The doting father was troubled about the future of his child. He disliked the marriage she was making, but knew that to protest against it was hopeless. He mistrusted Jerry, whose record he had often heard canvassed, and whose style, as a charmer of women, he despised. He wanted the pair under his eye. He wanted to keep his hand tight on his son-in-law. He did not believe that the man loved Mercedes, and he took a bitter satisfaction in bringing him to Virginia and setting him to work.
“Rion and I can watch him,” he thought to himself. “We’ll keep his nose to the grindstone, and if he shows any symptoms of lifting it we’ll hold it closer.”

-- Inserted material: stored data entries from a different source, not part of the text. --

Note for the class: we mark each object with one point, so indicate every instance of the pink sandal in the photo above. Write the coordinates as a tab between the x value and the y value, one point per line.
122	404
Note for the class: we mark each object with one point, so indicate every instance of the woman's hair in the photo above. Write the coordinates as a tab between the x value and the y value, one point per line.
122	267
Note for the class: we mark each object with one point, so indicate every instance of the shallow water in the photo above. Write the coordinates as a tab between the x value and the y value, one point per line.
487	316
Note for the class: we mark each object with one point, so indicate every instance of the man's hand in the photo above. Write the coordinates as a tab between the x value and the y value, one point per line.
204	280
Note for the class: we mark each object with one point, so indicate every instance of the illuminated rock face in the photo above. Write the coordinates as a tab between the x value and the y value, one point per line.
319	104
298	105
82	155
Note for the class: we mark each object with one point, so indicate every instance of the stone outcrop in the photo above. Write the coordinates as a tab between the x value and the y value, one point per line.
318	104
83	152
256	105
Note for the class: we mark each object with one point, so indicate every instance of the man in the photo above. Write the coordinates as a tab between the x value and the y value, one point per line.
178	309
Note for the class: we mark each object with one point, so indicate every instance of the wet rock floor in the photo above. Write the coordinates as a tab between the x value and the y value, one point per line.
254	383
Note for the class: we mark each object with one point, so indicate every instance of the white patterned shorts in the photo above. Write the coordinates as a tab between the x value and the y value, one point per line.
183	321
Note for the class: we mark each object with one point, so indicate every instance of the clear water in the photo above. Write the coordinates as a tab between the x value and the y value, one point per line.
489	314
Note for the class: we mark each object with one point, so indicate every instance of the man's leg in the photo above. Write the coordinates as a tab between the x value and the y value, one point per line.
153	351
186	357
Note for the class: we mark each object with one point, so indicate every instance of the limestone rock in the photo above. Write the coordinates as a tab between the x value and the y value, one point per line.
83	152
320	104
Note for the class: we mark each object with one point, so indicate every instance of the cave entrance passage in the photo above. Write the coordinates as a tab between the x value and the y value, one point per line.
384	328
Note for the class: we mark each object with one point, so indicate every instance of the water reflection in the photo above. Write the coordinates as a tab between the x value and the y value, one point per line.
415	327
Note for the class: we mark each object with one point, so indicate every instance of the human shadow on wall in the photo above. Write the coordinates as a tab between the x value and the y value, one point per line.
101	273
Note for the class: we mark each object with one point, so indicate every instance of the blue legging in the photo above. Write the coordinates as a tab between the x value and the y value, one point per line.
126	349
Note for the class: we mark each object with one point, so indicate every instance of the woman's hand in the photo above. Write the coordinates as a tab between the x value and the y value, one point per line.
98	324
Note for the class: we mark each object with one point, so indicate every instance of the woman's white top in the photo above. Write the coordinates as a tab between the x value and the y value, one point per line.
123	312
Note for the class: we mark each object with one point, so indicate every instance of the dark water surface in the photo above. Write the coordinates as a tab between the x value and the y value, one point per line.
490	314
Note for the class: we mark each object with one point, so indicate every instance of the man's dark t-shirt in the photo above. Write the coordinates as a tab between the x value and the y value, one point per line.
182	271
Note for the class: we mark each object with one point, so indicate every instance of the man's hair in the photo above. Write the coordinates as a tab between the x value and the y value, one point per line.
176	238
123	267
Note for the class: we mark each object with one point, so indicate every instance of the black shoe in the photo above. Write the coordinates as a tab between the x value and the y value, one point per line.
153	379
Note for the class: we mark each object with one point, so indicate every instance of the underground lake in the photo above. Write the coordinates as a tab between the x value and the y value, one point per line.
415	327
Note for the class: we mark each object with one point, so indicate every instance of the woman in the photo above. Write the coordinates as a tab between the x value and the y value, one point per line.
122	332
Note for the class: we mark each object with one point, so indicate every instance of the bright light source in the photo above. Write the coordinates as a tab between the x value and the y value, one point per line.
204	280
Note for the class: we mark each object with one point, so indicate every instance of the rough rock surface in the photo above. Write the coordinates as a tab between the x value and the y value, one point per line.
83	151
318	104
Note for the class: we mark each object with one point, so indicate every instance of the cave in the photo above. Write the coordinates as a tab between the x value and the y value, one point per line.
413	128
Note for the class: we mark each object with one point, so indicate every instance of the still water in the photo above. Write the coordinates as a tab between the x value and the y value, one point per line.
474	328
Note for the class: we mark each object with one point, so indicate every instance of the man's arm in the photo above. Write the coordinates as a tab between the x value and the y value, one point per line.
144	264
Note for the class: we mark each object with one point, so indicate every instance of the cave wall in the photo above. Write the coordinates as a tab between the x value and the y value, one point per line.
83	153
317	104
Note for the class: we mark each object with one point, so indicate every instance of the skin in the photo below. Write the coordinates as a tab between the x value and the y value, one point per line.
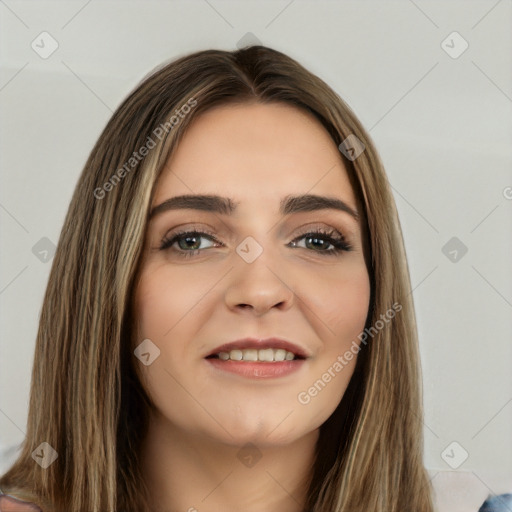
254	154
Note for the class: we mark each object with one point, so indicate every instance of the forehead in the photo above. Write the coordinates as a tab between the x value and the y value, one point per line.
255	152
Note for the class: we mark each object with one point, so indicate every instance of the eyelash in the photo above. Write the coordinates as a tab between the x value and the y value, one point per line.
333	237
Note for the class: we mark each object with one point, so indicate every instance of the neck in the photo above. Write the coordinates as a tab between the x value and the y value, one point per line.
189	472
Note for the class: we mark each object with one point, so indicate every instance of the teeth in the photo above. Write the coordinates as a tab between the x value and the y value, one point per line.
261	355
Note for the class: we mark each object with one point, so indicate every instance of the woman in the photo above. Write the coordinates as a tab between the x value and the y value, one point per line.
275	367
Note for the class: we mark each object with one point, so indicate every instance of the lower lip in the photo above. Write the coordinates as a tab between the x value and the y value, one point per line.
258	370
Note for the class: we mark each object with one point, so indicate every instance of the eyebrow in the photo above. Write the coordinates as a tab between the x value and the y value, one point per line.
226	206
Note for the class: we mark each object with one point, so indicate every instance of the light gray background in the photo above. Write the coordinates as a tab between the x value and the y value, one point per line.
443	127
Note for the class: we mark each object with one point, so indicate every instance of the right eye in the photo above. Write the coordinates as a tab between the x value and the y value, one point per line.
188	242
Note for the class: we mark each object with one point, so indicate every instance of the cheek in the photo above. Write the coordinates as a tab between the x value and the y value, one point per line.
341	301
163	298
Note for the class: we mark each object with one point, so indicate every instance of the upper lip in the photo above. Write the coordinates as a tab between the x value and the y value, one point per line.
260	343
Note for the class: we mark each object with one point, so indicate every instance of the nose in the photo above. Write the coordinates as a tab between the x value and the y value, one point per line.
259	286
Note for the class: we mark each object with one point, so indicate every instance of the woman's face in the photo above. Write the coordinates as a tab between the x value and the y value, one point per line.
255	271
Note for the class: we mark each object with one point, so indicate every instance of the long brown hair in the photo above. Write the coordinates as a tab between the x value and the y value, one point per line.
86	401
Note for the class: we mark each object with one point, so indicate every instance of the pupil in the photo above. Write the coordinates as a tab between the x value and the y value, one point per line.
316	241
187	239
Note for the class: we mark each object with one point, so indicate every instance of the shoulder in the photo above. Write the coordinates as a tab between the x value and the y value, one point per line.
10	504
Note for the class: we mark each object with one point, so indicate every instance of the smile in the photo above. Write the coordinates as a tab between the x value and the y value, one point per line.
267	355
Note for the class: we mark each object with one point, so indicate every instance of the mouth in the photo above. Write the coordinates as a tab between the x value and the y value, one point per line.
262	355
270	350
258	358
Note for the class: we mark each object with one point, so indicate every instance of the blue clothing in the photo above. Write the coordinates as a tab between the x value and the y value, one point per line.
500	503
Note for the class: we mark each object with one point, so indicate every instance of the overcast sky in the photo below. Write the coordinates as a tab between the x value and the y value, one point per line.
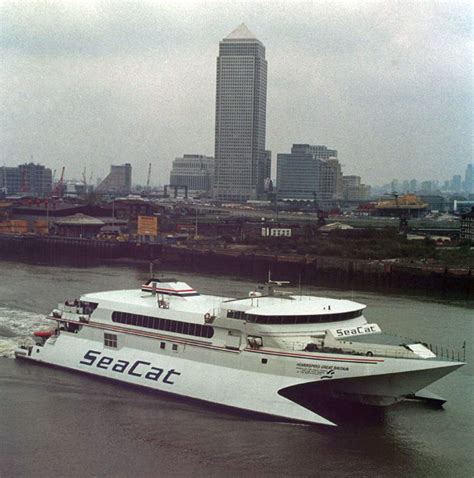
90	83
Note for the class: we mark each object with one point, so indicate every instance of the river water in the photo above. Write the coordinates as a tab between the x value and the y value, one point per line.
58	423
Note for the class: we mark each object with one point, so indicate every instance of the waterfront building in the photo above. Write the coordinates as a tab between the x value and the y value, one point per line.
354	190
27	179
456	183
268	165
309	172
468	184
241	95
435	202
118	181
194	171
467	225
407	205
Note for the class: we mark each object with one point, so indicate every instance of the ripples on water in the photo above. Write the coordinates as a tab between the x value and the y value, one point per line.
54	422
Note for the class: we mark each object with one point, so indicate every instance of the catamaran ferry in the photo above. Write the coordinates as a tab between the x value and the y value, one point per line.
271	353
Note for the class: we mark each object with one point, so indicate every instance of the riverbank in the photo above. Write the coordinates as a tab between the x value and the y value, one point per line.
245	261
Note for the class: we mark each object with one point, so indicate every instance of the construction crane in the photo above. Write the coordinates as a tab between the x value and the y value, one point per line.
148	179
58	189
402	219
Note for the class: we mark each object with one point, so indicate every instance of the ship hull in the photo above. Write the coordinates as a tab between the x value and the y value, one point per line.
284	385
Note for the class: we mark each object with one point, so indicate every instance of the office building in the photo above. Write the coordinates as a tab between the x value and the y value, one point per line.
27	179
468	185
118	181
309	173
194	171
240	117
354	190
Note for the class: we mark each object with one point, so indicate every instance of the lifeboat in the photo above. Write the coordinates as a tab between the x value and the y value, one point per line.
43	333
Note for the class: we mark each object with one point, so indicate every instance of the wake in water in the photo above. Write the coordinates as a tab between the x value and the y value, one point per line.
17	327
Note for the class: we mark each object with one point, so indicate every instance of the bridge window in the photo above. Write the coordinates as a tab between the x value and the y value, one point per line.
184	328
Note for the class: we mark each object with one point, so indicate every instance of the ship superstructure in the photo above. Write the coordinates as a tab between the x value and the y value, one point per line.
271	353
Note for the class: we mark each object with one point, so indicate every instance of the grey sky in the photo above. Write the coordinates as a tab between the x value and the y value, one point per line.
89	83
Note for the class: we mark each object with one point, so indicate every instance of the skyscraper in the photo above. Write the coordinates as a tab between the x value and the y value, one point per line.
240	117
118	181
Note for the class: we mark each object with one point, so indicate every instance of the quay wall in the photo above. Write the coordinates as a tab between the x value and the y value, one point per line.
320	271
325	271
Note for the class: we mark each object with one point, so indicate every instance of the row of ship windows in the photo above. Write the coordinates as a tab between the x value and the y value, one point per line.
292	319
110	340
167	325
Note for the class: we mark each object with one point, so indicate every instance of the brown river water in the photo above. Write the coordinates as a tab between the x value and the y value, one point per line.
58	423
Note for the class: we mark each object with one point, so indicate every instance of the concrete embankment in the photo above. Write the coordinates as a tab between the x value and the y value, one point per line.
325	271
314	270
79	249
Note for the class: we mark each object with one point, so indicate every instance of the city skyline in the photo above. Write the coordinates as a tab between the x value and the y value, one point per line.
241	96
94	84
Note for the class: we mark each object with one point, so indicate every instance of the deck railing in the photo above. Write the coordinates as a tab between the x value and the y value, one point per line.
376	350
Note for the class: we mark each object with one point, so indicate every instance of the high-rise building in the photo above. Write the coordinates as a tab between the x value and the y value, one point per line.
118	181
241	96
29	179
354	190
456	183
468	185
309	173
194	171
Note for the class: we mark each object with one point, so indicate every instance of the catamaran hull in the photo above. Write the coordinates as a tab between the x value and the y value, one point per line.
253	380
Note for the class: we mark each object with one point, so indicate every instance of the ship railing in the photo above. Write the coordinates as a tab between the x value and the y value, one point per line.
442	353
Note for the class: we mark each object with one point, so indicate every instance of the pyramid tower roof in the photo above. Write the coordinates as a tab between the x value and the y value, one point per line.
241	33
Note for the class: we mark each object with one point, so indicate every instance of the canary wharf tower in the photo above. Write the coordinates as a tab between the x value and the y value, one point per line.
240	117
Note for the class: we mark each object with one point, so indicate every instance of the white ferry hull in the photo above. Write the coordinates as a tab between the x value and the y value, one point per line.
240	379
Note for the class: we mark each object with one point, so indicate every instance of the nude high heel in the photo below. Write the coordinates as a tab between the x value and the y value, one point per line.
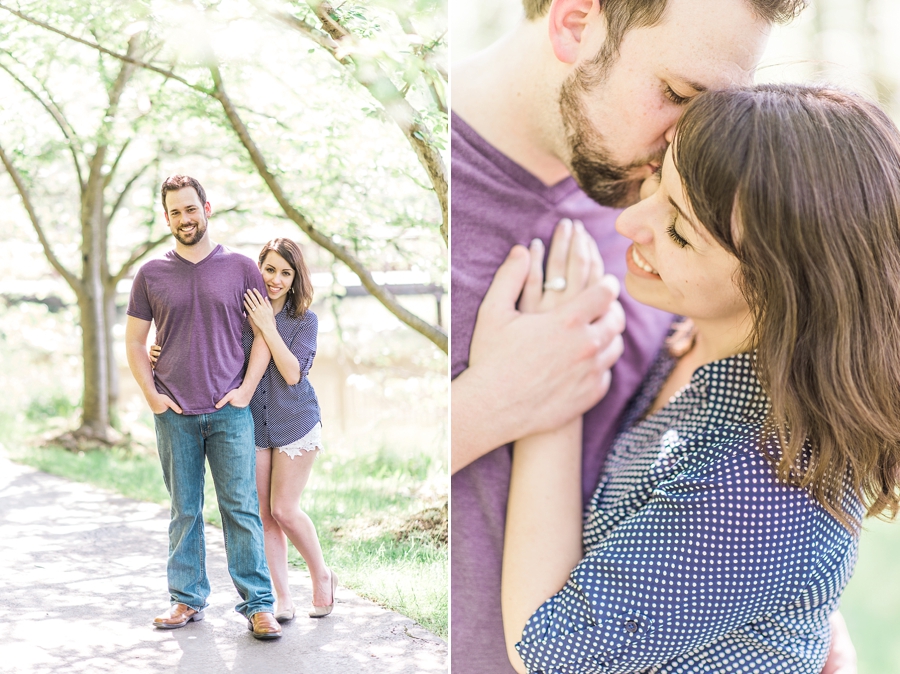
322	611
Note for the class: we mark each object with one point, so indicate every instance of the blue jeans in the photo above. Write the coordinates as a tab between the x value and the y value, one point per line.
226	438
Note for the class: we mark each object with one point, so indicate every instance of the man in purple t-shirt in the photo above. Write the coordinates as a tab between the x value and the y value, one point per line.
199	395
572	109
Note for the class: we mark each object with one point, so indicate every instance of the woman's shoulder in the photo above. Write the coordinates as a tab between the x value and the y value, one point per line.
740	461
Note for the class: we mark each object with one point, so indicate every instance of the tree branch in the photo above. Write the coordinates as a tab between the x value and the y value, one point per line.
103	50
434	333
58	117
337	40
115	164
73	281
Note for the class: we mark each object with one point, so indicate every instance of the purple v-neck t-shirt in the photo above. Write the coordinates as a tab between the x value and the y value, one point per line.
496	204
198	309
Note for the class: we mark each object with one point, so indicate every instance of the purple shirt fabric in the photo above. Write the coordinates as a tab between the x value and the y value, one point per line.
496	204
198	310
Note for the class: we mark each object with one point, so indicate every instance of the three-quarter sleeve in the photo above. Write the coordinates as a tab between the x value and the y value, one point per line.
303	344
717	546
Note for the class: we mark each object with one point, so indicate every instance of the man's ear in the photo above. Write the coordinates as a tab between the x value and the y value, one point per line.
568	19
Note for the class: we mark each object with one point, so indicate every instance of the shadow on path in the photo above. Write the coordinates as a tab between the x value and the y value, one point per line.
82	574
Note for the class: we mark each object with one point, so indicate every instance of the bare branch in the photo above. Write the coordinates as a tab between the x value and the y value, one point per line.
115	164
137	254
73	281
437	335
336	39
58	117
103	50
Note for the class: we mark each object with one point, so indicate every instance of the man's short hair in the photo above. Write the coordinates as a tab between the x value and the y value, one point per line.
624	15
179	182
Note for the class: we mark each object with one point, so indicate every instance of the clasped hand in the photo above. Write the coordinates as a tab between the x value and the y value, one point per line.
548	361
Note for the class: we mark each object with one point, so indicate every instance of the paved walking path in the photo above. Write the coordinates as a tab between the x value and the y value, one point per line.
82	573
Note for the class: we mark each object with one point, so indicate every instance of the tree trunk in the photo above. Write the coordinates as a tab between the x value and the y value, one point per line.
95	340
112	370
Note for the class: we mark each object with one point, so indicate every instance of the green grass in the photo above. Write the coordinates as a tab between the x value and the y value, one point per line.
359	504
871	603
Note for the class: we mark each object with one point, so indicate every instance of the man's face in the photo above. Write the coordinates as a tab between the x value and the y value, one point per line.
616	115
187	217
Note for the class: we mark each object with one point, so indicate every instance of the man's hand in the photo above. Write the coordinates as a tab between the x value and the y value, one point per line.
161	402
534	372
238	397
842	656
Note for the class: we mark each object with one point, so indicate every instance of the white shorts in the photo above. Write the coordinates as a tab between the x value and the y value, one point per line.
310	442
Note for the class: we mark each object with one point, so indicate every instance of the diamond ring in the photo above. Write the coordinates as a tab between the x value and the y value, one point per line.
558	283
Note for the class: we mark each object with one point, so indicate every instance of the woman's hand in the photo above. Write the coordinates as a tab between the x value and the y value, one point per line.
259	309
573	264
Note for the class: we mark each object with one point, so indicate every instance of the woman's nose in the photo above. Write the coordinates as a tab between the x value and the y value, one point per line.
632	222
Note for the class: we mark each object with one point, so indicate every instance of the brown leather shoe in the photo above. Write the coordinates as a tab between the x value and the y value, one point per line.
177	616
264	626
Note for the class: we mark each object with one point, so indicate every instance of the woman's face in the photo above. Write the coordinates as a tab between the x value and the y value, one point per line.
277	275
674	264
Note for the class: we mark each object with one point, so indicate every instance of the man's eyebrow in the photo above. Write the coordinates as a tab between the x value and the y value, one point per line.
696	86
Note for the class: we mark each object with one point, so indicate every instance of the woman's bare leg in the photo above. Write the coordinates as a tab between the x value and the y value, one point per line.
275	540
289	478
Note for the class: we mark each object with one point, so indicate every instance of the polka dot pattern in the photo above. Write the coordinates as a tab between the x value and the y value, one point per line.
283	414
696	558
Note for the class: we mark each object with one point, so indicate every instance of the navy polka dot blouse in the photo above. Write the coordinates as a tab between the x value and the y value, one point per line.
283	414
696	558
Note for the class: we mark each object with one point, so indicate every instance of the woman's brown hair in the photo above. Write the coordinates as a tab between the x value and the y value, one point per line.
301	292
802	185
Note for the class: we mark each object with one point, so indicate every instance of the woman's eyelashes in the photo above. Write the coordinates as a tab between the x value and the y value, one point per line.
679	240
675	98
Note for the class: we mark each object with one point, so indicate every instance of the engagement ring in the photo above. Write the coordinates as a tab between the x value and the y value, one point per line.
558	283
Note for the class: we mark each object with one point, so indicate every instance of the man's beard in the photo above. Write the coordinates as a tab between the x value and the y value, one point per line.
603	180
194	238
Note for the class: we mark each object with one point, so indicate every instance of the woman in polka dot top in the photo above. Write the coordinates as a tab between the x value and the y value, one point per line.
287	421
725	526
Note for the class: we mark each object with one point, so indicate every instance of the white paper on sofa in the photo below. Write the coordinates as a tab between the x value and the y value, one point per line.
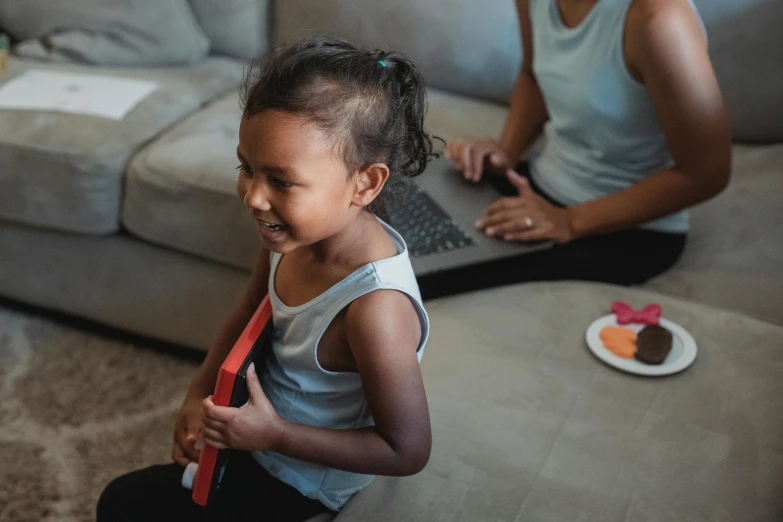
102	96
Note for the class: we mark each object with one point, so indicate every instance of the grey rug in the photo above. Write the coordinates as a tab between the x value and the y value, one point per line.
76	410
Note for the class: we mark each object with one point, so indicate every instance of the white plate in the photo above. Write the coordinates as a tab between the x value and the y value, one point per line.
682	354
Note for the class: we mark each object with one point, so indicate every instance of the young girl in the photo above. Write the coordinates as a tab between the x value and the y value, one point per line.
326	128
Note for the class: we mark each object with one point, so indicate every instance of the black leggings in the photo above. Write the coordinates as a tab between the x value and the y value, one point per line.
247	493
627	257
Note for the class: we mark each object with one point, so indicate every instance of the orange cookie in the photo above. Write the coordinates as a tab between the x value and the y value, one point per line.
619	341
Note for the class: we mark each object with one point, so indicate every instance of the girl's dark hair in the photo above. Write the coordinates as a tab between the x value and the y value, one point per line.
372	102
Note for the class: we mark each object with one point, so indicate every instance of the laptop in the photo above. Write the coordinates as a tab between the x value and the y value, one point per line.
437	215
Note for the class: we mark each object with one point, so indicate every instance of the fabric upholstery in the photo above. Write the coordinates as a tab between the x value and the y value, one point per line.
65	171
181	189
746	47
235	27
119	281
529	426
100	32
734	255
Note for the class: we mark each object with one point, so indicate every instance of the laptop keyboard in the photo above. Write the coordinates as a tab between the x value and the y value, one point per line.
426	227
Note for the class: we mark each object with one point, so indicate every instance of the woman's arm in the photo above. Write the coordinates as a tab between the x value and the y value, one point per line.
203	383
526	115
667	51
526	112
383	333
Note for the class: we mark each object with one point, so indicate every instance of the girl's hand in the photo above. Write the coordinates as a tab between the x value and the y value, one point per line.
469	157
186	431
256	426
526	217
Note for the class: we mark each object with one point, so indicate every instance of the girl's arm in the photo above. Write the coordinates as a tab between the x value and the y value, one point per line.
526	112
667	50
383	333
203	383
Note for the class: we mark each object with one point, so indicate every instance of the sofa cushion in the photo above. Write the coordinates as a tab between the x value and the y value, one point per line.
181	189
734	255
463	46
65	171
527	425
235	27
113	33
746	47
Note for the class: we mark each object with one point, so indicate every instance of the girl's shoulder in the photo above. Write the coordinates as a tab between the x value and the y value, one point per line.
383	317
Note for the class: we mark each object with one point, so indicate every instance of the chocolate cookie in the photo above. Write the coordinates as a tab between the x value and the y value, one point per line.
653	344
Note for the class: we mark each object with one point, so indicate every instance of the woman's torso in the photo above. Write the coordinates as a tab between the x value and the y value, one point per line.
603	134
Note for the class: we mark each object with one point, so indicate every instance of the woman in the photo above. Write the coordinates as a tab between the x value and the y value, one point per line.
634	132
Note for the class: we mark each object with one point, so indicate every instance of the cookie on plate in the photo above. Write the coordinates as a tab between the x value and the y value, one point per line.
653	344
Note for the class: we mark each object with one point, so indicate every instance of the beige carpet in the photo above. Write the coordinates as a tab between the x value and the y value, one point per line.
76	410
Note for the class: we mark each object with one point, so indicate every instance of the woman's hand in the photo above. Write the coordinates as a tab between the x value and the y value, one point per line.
186	431
256	426
469	157
526	217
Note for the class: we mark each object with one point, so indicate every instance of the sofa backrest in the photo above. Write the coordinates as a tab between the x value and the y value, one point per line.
473	47
238	28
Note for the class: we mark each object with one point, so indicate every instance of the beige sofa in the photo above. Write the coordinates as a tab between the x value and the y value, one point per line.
135	223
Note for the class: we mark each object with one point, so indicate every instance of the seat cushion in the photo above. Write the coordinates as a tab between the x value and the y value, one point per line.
181	189
65	171
527	425
734	255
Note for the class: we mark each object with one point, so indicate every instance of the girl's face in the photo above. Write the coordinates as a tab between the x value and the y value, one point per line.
292	180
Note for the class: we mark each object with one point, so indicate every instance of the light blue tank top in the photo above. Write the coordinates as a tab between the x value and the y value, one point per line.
603	134
301	391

Black Dan said little of his uneasiness to any one save his brother. The two men had the same opinion of Jerry, and though neither expressed it to the other, each felt cold doubts as to the happiness of the marriage.
Early in January, after a honeymoon of less than a week, Jerry was summoned to his new duties. He and Mercedes were installed in a house on B Street which had been hired and hastily refitted for them. Here in the heart of a biting Nevada winter their married life began. Neither bride nor groom guessed that it was being surreptitiously watched by three pairs of interested eyes. To the observation of the suspicious and inimical Graceys that of Colonel Parrish was added. He too had come to Virginia on the first of January to assume his position as assistant secretary of the Cresta Plata. He and Rion had settled themselves in comfortable quarters on the floor over Caswell’s drug store, where their rooms gave on a balustraded wooden veranda which looked out on the turmoil of C Street.
It was not from Jerry, but from Mercedes that the first signs of discontent came. She had hated Virginia from the first glimpse of it. The cold, bleak town, buffeted by furious winds, clinging to its bare mountain side, revolted her. Her little soul shrank before the loneliness of the silent desert. She was essentially a Southron, a lover of sunshine, bright colors, and gaiety. Moreover, for the first time in her life, she felt neglected. In Virginia City in 1874 there were more engrossing interests than the allurement of women. It was a man’s town, where the softer sex was in the background, save as a diversion and spectacular luxury. Mercedes was often lonely. Jerry had flung himself into the speculative fever of the time with fury. Even Black Dan was preoccupied and abrupt. Making millions is, after all, the most absorbing pastime that man may know.
Finally a delicacy of the throat developed, and Mercedes looked pale and thin, and began to cough. It was April, she had been married four months, and she wanted to go; she wanted San Francisco and sunshine, and the amusements for which she lived.